Sunday, October 11, 2009

Phoebe says hello

Could this be Phoebe's first word?

Wednesday, September 30, 2009

The Milk Blister (a.k.a. The Bleb)

We were in the midst of trying to resolve Phoebe's Sleep Issues, which meant encouraging her to nap as often and for as long as possible, and ensuring we got her to bed at her new early bedtime. We were also on our way to a party. This was a logistical challenge. How best to enjoy the party yet still get our little girl home and to bed. She hadn't slept before we left. On the way there we discussed whether to drive around and let her sleep in the car, somehow get her to sleep there or keep her going and let her catnap on the way home.
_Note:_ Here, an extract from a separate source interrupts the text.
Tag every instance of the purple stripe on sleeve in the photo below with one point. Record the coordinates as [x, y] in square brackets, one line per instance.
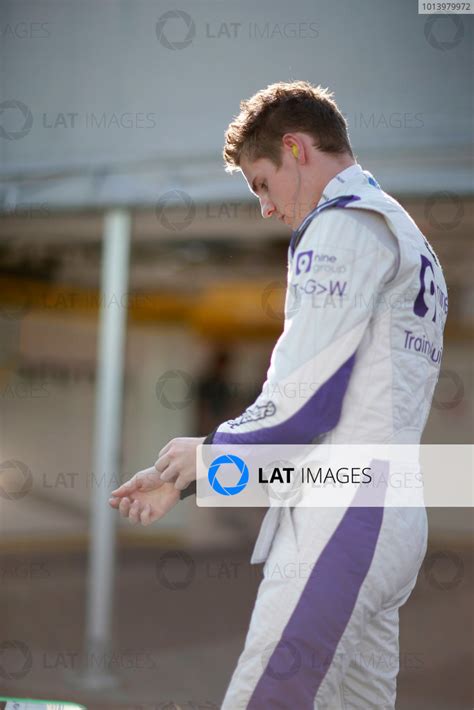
[317, 416]
[300, 661]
For some reason we settled on the latter. This involved pulling over and feeding her before we got there. After she fed from my left breast I thought it felt a bit sore and noticed the tiniest bit of blood on her chin which I thought could have come from my nipple. I didn't think much of it but the next feed at bedtime was also a bit painful. It felt like she was biting down but I could tell she was actually feeding. When she woke up later that night my breast was sore before I even put her on it. I found I had to hold it in position and even then it was almost unbearably painful. The pain was most acute at the top of my nipple but my whole breast hurt. This was much worse than vasospasm or cracked nipples in my experience. It was one of the most painful experiences I have ever had, with the possible exception of ear infection. I could have cried. Eventually I fed her from the other breast and when she seemed satisfied put her back in her cot without offering the left side again. I took some paracetamol and went back to bed, still in a lot of pain.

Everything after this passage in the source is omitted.